Un Sénégalsans«kounkanderies»?Tu parles!
Ce que le Docteur Mohamed Sall dit dans sa tribune – intitulé « Le Sénégal et ses “kounkanderies” »- est en chacun de nous. C’est par une lutte opiniâtre nous opposant à nous-mêmes que nous arrivons à l’exorciser. À mon humble avis deux voies - l’une faisant appel à l’autre pour ne former qu’une seule - s’offrent à nous pour y arriver. La première voie se nomme « Démarche scientifique ». Quant à la deuxième, elle se décline ainsi qu’il suit : « Primat du défi intellectuel sur tous les autres défis (politique, économique, social, culturel et j’en oublie ». Qu’est-ce à dire ?
De la démarche scientifique
Opter pour une démarche scientifique à la place d’une autre suppose trois choses irrévocables :
1. Toujours conquérir les faits sur les préjugés réducteurs ;
2. Constater les faits conquis sur les prénotions ;
3. Construire les faits conquis par la pensée.
Lorsque les étapes 2 et 3 sont maintenues dans leur ordre d’arrivée, la méthode scientifique utilisée est dite inductive. Le père de la sociologie française, Émile Durkheim, auteur du Suicide, préféra cette méthode dans ses travaux. Beaucoup plus risquée, l’inversion de l’ordre d’arrivée des étapes 2 et 3 - la 3 avant la 2 - renvoie, elle, à la méthode déductive qu’un autre sociologue français, Pierre Bourdieu, auteur du Sens pratique, préféra à la méthode inductive.
Ce rappel didactique - insolite pour certains d’entre nous - n’est pas fortuit. Son caractère indépassable nous astreint à ne jamais sceller notre propre sort, celui d’un individu, d’un groupe d’individus ou de la société tout entière sans nous libérer des sentences toutes faites pouvant être dictées par des vidéos glanées dans les réseaux asociaux.

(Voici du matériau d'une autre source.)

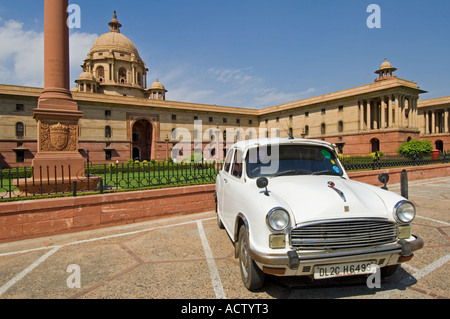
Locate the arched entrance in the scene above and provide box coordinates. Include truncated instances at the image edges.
[132,120,153,161]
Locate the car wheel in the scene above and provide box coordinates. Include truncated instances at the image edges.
[381,265,400,278]
[238,226,265,290]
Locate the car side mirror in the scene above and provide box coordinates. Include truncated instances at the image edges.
[256,177,269,196]
[378,173,389,190]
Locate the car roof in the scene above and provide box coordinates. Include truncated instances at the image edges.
[231,138,334,150]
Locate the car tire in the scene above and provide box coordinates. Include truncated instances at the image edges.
[238,225,265,290]
[381,265,400,278]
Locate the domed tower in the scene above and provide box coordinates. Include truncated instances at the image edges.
[74,12,148,98]
[375,59,397,82]
[147,80,167,101]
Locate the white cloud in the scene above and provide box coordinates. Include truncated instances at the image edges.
[158,65,316,108]
[0,18,98,87]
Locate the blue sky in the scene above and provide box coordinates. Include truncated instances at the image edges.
[0,0,450,108]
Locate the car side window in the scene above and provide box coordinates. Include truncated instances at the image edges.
[231,150,242,178]
[223,150,234,173]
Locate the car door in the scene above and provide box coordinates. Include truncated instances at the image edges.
[222,149,243,231]
[217,149,235,218]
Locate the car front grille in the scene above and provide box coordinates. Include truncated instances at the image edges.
[290,219,398,250]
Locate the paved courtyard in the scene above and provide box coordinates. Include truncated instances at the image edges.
[0,177,450,299]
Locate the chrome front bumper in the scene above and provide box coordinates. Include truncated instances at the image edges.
[250,236,424,271]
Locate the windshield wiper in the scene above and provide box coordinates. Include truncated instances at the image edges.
[311,170,341,176]
[273,169,309,177]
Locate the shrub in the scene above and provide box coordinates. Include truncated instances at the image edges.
[397,140,433,159]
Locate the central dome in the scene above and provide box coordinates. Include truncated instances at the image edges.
[90,32,139,56]
[89,12,139,57]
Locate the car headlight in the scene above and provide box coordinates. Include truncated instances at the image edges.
[267,207,291,231]
[394,200,416,224]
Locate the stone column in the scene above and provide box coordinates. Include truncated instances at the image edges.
[33,0,84,183]
[430,110,436,134]
[358,101,364,132]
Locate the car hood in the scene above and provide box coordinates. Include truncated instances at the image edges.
[268,176,391,224]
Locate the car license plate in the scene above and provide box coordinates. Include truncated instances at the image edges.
[314,261,377,279]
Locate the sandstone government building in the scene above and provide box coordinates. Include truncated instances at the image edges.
[0,14,450,168]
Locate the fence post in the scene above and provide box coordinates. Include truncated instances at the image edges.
[400,169,409,199]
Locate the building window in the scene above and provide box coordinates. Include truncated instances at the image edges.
[16,122,25,138]
[338,121,344,133]
[97,66,105,83]
[119,68,127,84]
[194,130,198,140]
[105,126,112,138]
[16,151,25,163]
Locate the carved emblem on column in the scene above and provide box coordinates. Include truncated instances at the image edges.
[40,123,77,152]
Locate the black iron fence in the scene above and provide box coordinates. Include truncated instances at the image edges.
[0,162,220,201]
[0,154,449,201]
[340,153,450,171]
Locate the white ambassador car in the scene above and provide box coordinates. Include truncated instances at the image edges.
[215,139,424,290]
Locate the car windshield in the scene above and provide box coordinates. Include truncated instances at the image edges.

Sous le prisme d’analyse proposé par le Docteur Mohamed Sall, sceller son propre sort et celui de tous les autres signifie créditer n’importe quel escroc, extravagant et exubérant, d’un pouvoir surnaturel grâce auquel on emprunte les raccourcis vers la réussite sociale qui préoccupe le commun des motels bien plus qu’une autre.
La vulgarisation de la démarche scientifique nous aurait-elle éloigné de la déchéance collective ? Rien n’est moins sûr. D’où l’idée d’essayer avant qu’il ne soit trop tard en commençant par les familles en proie à toutes les formes d’agression contre lesquelles l’école n’est presque jamais prête à faire face.

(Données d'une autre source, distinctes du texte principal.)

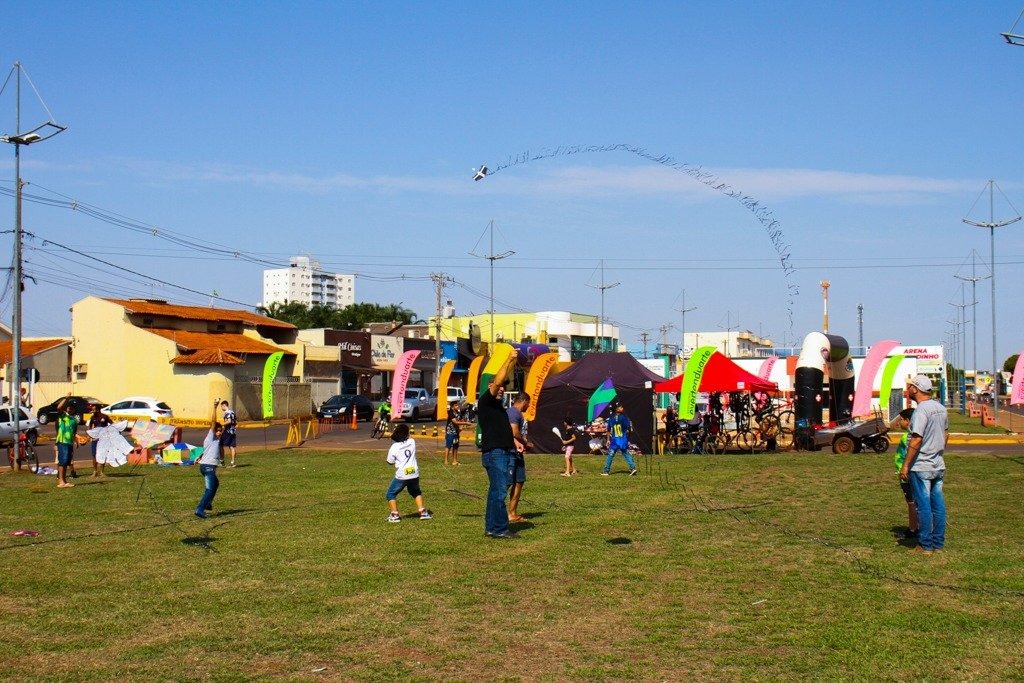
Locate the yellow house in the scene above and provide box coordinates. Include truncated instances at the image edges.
[71,297,296,421]
[427,310,620,361]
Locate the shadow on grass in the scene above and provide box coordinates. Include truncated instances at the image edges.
[889,526,918,548]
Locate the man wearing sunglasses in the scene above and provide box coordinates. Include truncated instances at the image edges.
[899,375,949,555]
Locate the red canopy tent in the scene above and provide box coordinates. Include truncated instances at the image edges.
[654,351,778,393]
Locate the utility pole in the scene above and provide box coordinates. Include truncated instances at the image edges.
[587,258,622,351]
[818,280,831,334]
[430,272,452,389]
[857,303,866,355]
[949,294,968,415]
[963,180,1021,424]
[0,61,67,454]
[718,310,739,358]
[639,332,650,359]
[953,249,991,393]
[673,290,697,358]
[469,220,515,348]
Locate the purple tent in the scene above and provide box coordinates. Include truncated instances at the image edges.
[529,352,665,454]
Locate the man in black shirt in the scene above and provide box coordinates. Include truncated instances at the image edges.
[476,354,517,539]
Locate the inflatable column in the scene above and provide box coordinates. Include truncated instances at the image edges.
[794,332,854,450]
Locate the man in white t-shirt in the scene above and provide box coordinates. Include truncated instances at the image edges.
[899,375,949,555]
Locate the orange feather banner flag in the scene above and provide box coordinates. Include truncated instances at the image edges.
[466,355,483,403]
[523,352,558,421]
[437,360,455,420]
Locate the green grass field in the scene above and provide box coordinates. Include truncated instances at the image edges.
[0,444,1024,681]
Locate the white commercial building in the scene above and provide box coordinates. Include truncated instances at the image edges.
[263,256,355,308]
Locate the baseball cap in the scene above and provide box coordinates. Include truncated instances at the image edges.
[907,375,932,393]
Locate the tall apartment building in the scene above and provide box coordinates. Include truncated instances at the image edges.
[263,256,355,308]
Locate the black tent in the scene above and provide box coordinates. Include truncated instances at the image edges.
[529,353,665,453]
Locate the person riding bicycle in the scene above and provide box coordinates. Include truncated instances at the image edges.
[662,405,679,447]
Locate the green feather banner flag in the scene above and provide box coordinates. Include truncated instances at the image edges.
[263,351,285,420]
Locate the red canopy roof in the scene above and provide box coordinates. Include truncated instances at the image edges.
[654,351,778,393]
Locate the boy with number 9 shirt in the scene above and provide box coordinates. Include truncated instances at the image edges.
[386,422,433,522]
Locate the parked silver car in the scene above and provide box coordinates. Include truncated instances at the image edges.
[398,387,437,422]
[0,405,39,445]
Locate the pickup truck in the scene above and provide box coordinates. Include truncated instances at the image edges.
[430,387,466,405]
[396,387,437,422]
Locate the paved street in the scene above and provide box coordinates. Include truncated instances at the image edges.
[22,411,1024,471]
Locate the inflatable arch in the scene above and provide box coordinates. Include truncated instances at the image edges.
[794,332,854,450]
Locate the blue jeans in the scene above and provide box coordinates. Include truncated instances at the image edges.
[604,445,637,472]
[909,470,946,550]
[480,449,515,535]
[196,465,220,512]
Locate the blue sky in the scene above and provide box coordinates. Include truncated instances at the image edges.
[0,0,1024,369]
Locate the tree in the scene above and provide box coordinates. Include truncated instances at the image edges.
[256,301,416,330]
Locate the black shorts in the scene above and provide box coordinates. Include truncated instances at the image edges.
[899,479,913,503]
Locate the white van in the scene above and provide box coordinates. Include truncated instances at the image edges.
[430,387,466,405]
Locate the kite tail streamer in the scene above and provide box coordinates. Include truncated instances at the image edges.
[487,142,800,332]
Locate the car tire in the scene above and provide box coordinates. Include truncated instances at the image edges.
[833,434,857,456]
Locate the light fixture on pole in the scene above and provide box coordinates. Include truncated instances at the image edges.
[953,249,991,393]
[963,180,1021,420]
[469,220,515,346]
[999,9,1024,45]
[674,290,697,358]
[0,61,67,462]
[587,258,622,351]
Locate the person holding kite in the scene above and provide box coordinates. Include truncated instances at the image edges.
[601,403,637,476]
[196,398,223,519]
[476,354,519,539]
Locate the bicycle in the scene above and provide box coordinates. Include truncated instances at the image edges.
[370,420,393,438]
[7,432,39,474]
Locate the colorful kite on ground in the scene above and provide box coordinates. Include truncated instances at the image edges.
[587,377,616,422]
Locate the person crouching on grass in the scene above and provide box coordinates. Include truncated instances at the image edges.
[196,399,222,519]
[386,422,433,522]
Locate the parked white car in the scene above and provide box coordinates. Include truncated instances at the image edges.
[430,387,466,405]
[100,396,174,426]
[0,405,39,445]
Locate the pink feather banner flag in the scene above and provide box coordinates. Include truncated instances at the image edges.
[1010,353,1024,405]
[758,355,778,380]
[852,339,899,417]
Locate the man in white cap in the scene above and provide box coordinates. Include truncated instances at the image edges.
[899,375,949,555]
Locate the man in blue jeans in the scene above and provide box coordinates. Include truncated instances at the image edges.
[899,375,949,555]
[601,403,637,476]
[476,354,518,539]
[196,398,221,519]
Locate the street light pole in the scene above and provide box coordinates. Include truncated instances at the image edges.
[964,180,1021,422]
[469,220,515,348]
[675,290,697,357]
[588,258,622,351]
[0,61,67,463]
[954,249,991,394]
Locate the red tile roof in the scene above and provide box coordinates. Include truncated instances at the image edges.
[171,348,245,366]
[0,339,71,365]
[104,299,295,330]
[138,328,294,355]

Du primat du défi intellectuel
Pendant que la démarche scientifique nous éloigne de la déchéance individuelle et collective, le primat du défi intellectuel sur tous les autres défis nous aide à ne jamais troquer notre souveraineté contre celle d’autrui.

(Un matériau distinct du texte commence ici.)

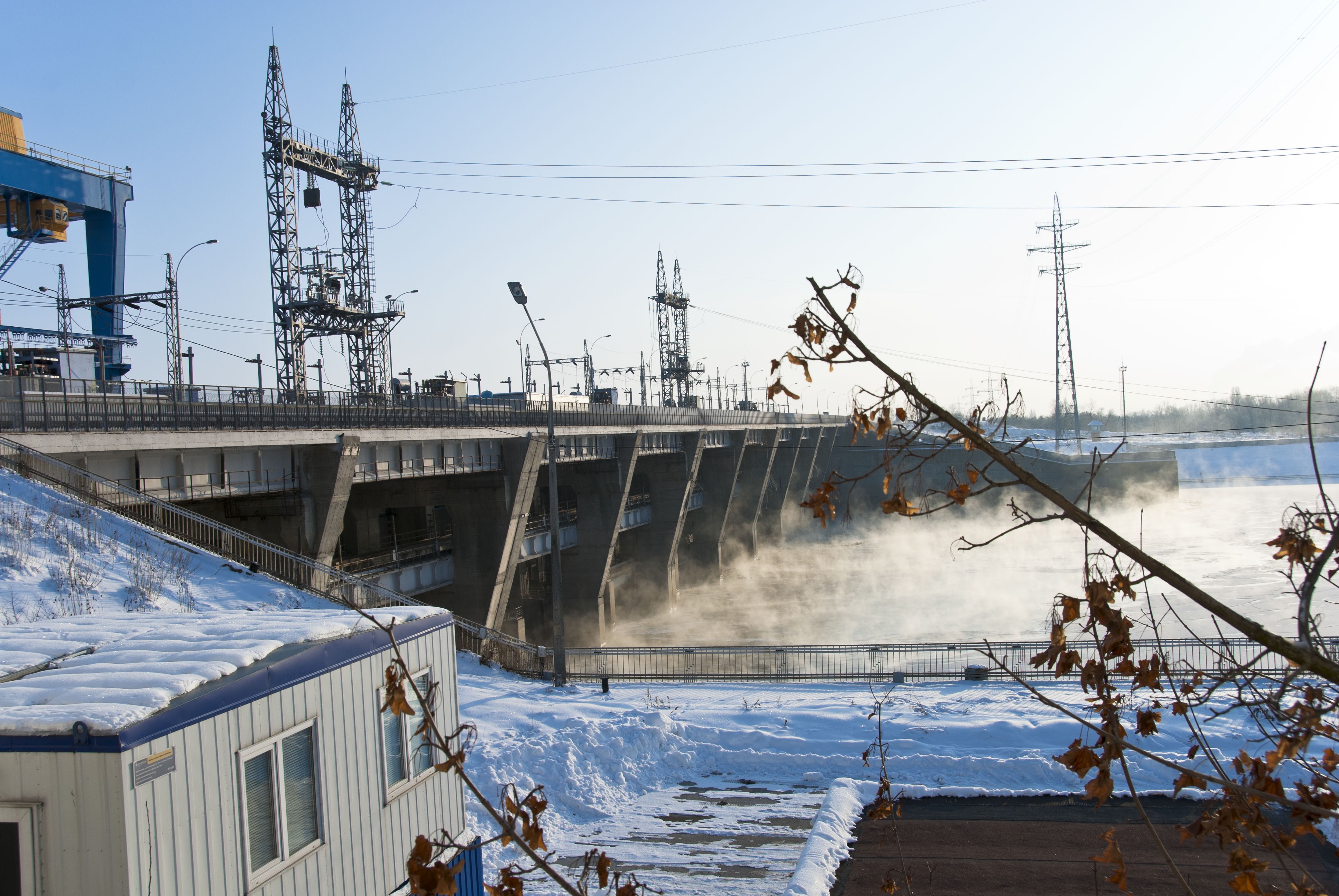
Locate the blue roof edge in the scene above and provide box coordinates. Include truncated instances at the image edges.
[0,612,455,753]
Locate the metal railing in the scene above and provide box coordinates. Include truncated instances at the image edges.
[0,438,553,675]
[117,470,298,501]
[566,637,1339,682]
[353,454,502,482]
[333,529,451,572]
[19,143,130,184]
[0,376,835,434]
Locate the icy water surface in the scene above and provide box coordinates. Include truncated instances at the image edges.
[608,485,1339,645]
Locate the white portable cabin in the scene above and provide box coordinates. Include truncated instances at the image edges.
[0,608,482,896]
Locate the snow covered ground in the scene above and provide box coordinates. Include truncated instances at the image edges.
[0,460,335,624]
[0,470,442,734]
[458,654,1249,893]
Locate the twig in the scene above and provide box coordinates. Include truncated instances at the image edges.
[1119,754,1194,896]
[978,643,1339,818]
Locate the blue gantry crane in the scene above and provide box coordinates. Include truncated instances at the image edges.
[0,107,134,379]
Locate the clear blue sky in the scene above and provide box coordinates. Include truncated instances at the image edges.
[0,0,1339,409]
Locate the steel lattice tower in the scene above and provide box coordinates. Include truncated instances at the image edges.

De tous les défis, le défi politique est celui auquel nous sommes confrontés toute notre existence durant. À titre d’exemple, le maintien, après janvier 2022, de la majorité actuelle à la tête des exécutifs locaux est un défi que l’opposition significative veut relever à n’importe quel prix. De nombreux leaders d’opinion l’y aideraient pour préparer avec elle le départ du pouvoir du président Macky Sall, oubliant que le défi intellectuel en la matière qu’il faut relever avant tout est l’élaboration d’un programme local alternatif et convaincant pour le plus grand nombre partout au Sénégal.
En faisant l’impasse sur ce premier défi, pour avoir fait fi de toute démarche scientifique pour 36 raisons infondées, le citoyen « avisé » promeut une « kokanderie » politicienne dont il se refuse en même temps à étudier l’impact négatif au cours des six prochaines années sur la vie des gens dans les villes et les campagnes.
Combien sommes-nous à vouloir remettre en cause notre fixation pathologique dans un domaine ou dans un autre en embrassant la science et en stoppant la désintellectualisation de toutes les séquences d’une vie ? Très peu selon toute vraisemblance. Et on s’étonne qu’un Kounkandé ait tenu en haleine tout un peuple au point de pousser le Docteur Mohamed Sall à forger le concept - « kounkanderie » - grâce auquel il construit, par sa pensée féconde, les faits hallucinants qui crétinisent toute une société.